State regulators are preparing today to announce the locations of up to 57 retail dispensaries across the state, where patients can buy weed under Ohio’s new medical marijuana law.
A total of 376 prospective marijuana retailers applied, including such prominent local figures as the Rev. Damon Lynch III of New Prospect Baptist Church in Roselawn, and Jimmy Gould, co-founder of CannAscend Ohio.
CannAscend lost its bid for a cultivator’s license in a controversial selection process but is still in the running for a dispensary license under the name CannAscend Alternative LLC.
The Ohio Board of Pharmacy – one of three state agencies regulating Ohio’s Medical Marijuana Control Program – is expected to name the winners of provisional licenses to operate medical marijuana dispensaries across the state Monday afternoon at its regular board meeting.
The state originally allowed up to 60 dispensary licenses to be awarded in 28 geographic districts.

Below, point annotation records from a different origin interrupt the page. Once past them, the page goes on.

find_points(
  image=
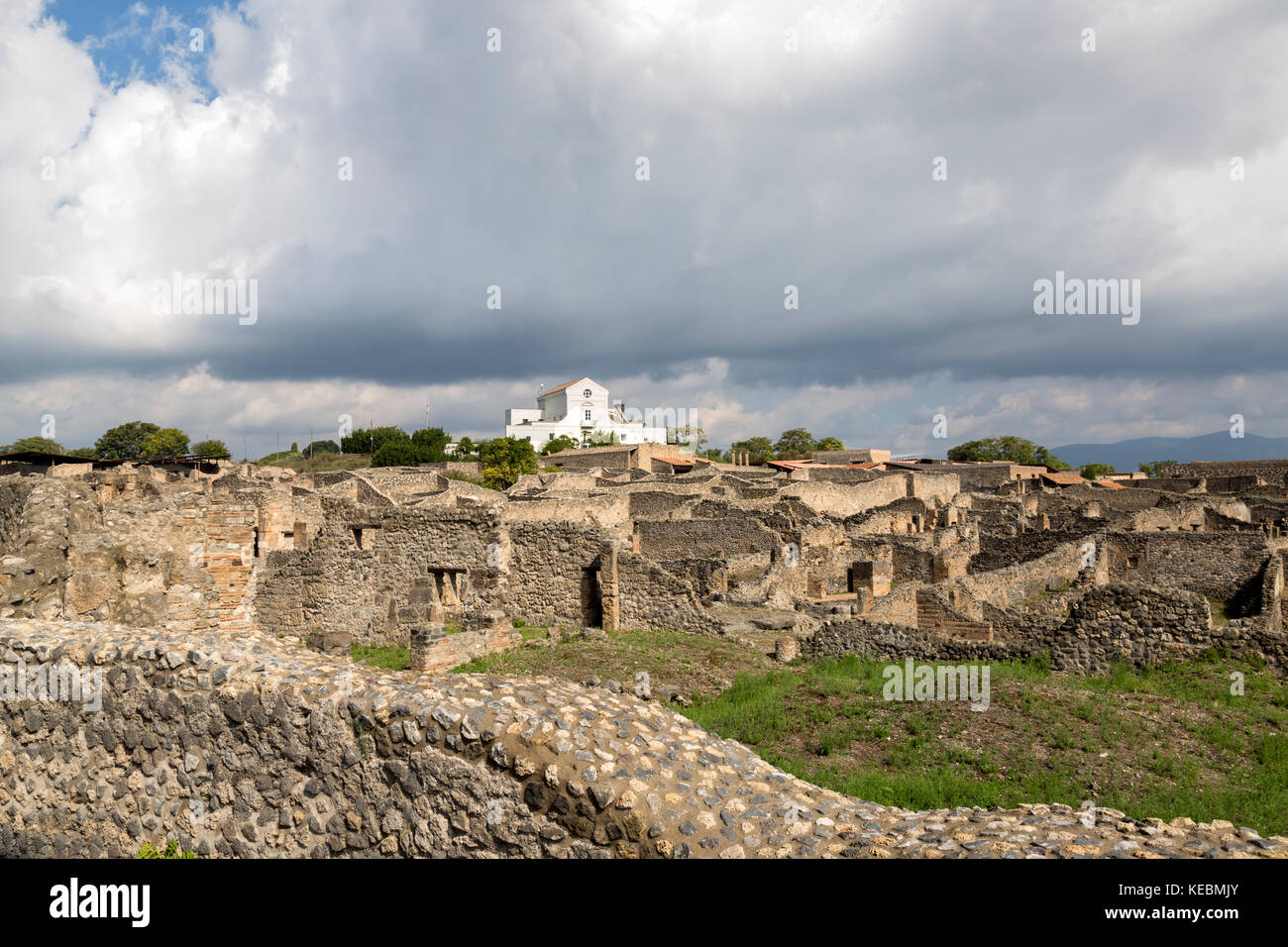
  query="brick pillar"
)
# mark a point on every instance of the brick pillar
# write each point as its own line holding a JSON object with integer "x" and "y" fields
{"x": 421, "y": 639}
{"x": 608, "y": 591}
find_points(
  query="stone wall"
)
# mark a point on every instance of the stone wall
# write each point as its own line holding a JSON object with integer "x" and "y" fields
{"x": 651, "y": 596}
{"x": 1270, "y": 471}
{"x": 434, "y": 650}
{"x": 1215, "y": 565}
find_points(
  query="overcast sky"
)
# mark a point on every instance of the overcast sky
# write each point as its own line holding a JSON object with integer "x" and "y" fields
{"x": 767, "y": 167}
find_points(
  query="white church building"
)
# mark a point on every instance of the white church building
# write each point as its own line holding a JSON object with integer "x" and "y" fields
{"x": 578, "y": 408}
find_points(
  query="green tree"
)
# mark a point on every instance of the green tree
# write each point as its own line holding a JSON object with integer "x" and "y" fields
{"x": 125, "y": 441}
{"x": 759, "y": 447}
{"x": 399, "y": 451}
{"x": 432, "y": 444}
{"x": 505, "y": 459}
{"x": 688, "y": 436}
{"x": 211, "y": 446}
{"x": 165, "y": 442}
{"x": 559, "y": 444}
{"x": 1093, "y": 471}
{"x": 364, "y": 441}
{"x": 1016, "y": 450}
{"x": 40, "y": 445}
{"x": 795, "y": 444}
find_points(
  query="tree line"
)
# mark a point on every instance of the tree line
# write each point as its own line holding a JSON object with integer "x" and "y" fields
{"x": 130, "y": 441}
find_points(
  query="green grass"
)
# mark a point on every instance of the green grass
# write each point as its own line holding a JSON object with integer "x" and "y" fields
{"x": 387, "y": 656}
{"x": 476, "y": 480}
{"x": 1046, "y": 737}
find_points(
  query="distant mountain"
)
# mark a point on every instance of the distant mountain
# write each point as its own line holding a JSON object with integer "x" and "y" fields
{"x": 1128, "y": 455}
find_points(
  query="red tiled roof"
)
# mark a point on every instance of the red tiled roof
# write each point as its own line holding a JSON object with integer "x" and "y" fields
{"x": 1063, "y": 478}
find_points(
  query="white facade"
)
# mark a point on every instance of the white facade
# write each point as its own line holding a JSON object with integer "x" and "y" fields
{"x": 576, "y": 410}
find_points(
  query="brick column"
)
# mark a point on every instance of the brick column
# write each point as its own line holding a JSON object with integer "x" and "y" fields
{"x": 421, "y": 639}
{"x": 608, "y": 591}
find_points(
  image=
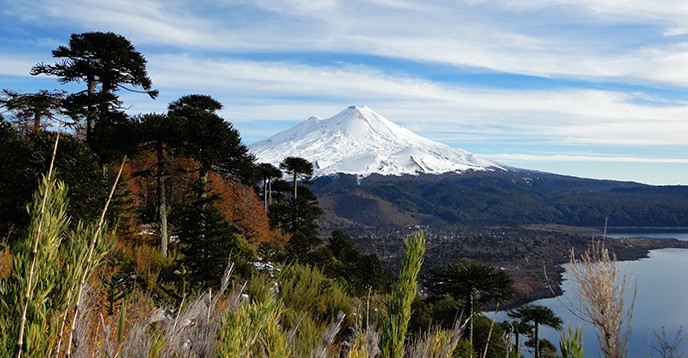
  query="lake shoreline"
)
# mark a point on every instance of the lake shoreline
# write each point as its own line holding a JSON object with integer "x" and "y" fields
{"x": 624, "y": 249}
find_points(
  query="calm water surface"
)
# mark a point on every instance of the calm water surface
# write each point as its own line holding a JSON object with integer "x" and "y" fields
{"x": 661, "y": 300}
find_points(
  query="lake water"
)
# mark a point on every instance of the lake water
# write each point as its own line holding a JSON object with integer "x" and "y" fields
{"x": 661, "y": 300}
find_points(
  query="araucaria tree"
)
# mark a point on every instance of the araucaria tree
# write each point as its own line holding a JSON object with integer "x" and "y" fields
{"x": 465, "y": 280}
{"x": 297, "y": 167}
{"x": 538, "y": 315}
{"x": 206, "y": 137}
{"x": 157, "y": 132}
{"x": 106, "y": 62}
{"x": 33, "y": 111}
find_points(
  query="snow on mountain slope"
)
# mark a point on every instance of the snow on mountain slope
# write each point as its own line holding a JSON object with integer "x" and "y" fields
{"x": 360, "y": 141}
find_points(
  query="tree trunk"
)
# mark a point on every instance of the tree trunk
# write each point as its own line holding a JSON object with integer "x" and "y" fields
{"x": 37, "y": 121}
{"x": 469, "y": 301}
{"x": 295, "y": 174}
{"x": 265, "y": 192}
{"x": 202, "y": 181}
{"x": 162, "y": 201}
{"x": 90, "y": 117}
{"x": 537, "y": 341}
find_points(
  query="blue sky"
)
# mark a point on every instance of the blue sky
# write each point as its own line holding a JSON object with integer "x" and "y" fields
{"x": 591, "y": 88}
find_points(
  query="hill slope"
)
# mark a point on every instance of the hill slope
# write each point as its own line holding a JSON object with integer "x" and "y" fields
{"x": 499, "y": 198}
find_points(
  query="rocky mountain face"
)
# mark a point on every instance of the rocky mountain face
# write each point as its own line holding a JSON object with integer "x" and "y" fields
{"x": 373, "y": 173}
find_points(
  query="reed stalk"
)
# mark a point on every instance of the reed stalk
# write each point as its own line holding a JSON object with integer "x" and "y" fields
{"x": 34, "y": 251}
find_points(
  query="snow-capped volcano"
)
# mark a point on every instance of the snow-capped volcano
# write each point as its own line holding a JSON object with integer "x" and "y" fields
{"x": 360, "y": 141}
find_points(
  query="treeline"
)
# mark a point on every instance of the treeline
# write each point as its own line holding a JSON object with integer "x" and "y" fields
{"x": 510, "y": 198}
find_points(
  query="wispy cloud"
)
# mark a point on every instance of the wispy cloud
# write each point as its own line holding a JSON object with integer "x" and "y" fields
{"x": 577, "y": 74}
{"x": 586, "y": 158}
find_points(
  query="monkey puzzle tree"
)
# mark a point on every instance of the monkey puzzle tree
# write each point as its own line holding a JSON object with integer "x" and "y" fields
{"x": 297, "y": 167}
{"x": 268, "y": 173}
{"x": 157, "y": 132}
{"x": 466, "y": 280}
{"x": 106, "y": 62}
{"x": 539, "y": 315}
{"x": 206, "y": 137}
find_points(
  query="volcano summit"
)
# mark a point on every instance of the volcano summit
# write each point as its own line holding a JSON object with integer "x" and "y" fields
{"x": 361, "y": 142}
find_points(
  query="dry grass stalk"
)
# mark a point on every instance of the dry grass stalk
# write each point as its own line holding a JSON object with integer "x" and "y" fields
{"x": 438, "y": 343}
{"x": 601, "y": 290}
{"x": 98, "y": 233}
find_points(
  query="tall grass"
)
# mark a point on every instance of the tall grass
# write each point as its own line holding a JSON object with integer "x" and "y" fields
{"x": 40, "y": 294}
{"x": 50, "y": 306}
{"x": 403, "y": 293}
{"x": 602, "y": 291}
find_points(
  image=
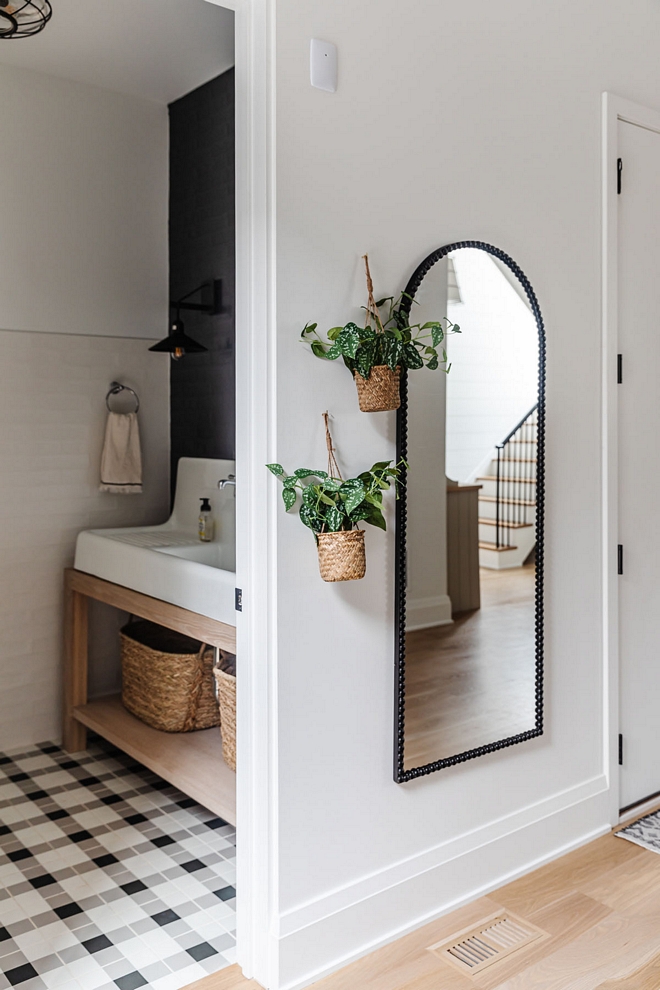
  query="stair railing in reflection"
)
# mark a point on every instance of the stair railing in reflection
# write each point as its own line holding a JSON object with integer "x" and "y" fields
{"x": 515, "y": 488}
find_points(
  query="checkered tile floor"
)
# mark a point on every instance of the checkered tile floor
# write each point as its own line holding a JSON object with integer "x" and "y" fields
{"x": 109, "y": 876}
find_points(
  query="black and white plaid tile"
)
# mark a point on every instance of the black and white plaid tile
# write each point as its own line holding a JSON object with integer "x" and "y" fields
{"x": 109, "y": 876}
{"x": 644, "y": 832}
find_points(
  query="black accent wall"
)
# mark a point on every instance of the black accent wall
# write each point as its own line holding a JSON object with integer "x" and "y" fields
{"x": 202, "y": 246}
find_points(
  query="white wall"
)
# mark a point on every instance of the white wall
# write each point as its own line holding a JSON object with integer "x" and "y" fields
{"x": 83, "y": 230}
{"x": 427, "y": 601}
{"x": 53, "y": 414}
{"x": 451, "y": 121}
{"x": 83, "y": 259}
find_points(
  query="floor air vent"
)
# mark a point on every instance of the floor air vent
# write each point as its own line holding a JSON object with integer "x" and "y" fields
{"x": 492, "y": 939}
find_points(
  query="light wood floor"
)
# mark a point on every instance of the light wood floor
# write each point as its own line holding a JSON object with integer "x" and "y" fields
{"x": 600, "y": 907}
{"x": 472, "y": 683}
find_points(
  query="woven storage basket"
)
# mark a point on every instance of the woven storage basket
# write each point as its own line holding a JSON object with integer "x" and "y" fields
{"x": 167, "y": 678}
{"x": 342, "y": 556}
{"x": 225, "y": 678}
{"x": 380, "y": 391}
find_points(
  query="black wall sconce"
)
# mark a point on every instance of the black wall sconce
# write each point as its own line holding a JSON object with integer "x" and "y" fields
{"x": 177, "y": 343}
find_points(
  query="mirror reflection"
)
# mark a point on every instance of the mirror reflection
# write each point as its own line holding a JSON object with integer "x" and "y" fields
{"x": 471, "y": 494}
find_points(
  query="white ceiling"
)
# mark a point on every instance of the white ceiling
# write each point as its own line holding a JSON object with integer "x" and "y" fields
{"x": 157, "y": 49}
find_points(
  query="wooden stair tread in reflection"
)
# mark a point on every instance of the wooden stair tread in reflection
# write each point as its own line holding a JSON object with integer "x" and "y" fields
{"x": 508, "y": 479}
{"x": 507, "y": 501}
{"x": 504, "y": 525}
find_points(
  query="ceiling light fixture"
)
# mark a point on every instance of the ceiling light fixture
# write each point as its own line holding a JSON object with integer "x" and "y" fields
{"x": 177, "y": 343}
{"x": 23, "y": 18}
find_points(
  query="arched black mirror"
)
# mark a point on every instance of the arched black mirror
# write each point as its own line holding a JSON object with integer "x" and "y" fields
{"x": 469, "y": 574}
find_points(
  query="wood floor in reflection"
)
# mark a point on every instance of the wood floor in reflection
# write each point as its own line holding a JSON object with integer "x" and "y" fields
{"x": 599, "y": 907}
{"x": 472, "y": 683}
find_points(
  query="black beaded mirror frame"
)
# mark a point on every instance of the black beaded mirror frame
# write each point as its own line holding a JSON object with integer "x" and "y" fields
{"x": 401, "y": 775}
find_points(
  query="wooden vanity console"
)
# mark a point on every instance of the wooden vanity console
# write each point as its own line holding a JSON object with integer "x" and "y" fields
{"x": 192, "y": 761}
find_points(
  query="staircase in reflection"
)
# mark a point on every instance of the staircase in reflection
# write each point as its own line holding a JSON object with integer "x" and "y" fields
{"x": 507, "y": 500}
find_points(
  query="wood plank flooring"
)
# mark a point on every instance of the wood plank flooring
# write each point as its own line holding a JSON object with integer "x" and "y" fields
{"x": 600, "y": 907}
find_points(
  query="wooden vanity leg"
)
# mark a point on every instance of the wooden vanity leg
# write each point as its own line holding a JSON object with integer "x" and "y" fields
{"x": 74, "y": 734}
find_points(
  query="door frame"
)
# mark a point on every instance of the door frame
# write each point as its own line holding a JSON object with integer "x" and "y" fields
{"x": 614, "y": 109}
{"x": 256, "y": 782}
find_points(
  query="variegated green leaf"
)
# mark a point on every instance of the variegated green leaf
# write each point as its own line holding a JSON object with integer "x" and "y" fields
{"x": 289, "y": 497}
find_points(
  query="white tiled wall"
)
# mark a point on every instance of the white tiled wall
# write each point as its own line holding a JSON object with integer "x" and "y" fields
{"x": 52, "y": 417}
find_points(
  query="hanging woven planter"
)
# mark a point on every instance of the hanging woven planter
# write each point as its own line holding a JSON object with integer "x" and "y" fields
{"x": 377, "y": 353}
{"x": 380, "y": 391}
{"x": 333, "y": 507}
{"x": 342, "y": 556}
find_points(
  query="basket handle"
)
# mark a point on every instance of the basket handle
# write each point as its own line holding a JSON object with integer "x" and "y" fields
{"x": 196, "y": 690}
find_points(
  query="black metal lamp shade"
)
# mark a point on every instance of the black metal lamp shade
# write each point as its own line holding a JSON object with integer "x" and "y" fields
{"x": 23, "y": 18}
{"x": 178, "y": 343}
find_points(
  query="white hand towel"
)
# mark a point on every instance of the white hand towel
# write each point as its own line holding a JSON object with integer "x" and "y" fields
{"x": 121, "y": 460}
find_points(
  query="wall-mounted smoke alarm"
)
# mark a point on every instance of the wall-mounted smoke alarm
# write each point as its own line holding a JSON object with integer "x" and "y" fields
{"x": 323, "y": 65}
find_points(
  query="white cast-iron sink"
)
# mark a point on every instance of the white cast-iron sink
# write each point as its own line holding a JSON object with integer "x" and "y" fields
{"x": 168, "y": 562}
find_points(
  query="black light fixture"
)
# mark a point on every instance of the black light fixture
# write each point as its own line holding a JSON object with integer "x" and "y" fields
{"x": 23, "y": 18}
{"x": 177, "y": 343}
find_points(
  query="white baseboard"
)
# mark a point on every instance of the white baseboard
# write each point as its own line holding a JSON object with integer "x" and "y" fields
{"x": 321, "y": 936}
{"x": 424, "y": 613}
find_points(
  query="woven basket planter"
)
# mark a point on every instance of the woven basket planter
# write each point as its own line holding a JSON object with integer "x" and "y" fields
{"x": 342, "y": 556}
{"x": 380, "y": 391}
{"x": 167, "y": 678}
{"x": 225, "y": 679}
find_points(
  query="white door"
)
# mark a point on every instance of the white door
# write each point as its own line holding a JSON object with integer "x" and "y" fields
{"x": 639, "y": 461}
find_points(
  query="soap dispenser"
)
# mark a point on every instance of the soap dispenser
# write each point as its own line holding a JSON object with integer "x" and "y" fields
{"x": 206, "y": 523}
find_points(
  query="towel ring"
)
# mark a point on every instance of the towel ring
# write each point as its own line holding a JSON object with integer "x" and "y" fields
{"x": 115, "y": 389}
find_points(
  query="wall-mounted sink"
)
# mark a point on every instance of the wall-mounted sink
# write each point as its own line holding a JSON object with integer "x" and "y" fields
{"x": 168, "y": 561}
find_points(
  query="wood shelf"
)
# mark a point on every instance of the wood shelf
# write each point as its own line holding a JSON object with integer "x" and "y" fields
{"x": 192, "y": 761}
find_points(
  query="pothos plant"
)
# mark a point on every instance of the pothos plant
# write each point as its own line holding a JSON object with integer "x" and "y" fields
{"x": 387, "y": 338}
{"x": 330, "y": 504}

But no applications were received in two districts.
Locally, the board will award up to six provisional licenses in Hamilton, Butler, Warren and Clermont counties.
The dispensaries will be able allowed to sell edibles, oils, patches and vaping concentrates to medical marijuana patients with nearly two dozen qualifying conditions.
But smoking medical marijuana is still illegal in Ohio, and the dispensaries are banned from selling the marijuana flower for smoking.
The dispensaries are also prohibited from being located within 500 feet of a school, church, public library, public playground, public park or community addiction services provider.
And they must be inspected by the state and granted a certificate to operate before they open for business.
Medical marijuana patients will have to wait to buy weed until the mandated Sept. 8 deadline for the program to become fully operational.
Only patients and caregivers registered with the state who have received medical ID cards and recommendations from a physician will be allowed to buy from the dispensaries.
So far, 89 doctors have been approved by the State Medical Board to recommend medical marijuana once the program goes live.
And an online a patient registry and portal is being set up by the pharmacy board.
The dispensaries will join 25 large and small marijuana growers as the only businesses so far to receive provisional licenses to operate.
No other marijuana businesses essential to the program have been licensed as required under the law.
That includes up to 40 provisional licenses expected to be awarded to companies that will process marijuana into edibles and other permissible forms; and an unknown number of testing labs necessary to ensure the quality of the medical marijuana sold in the state.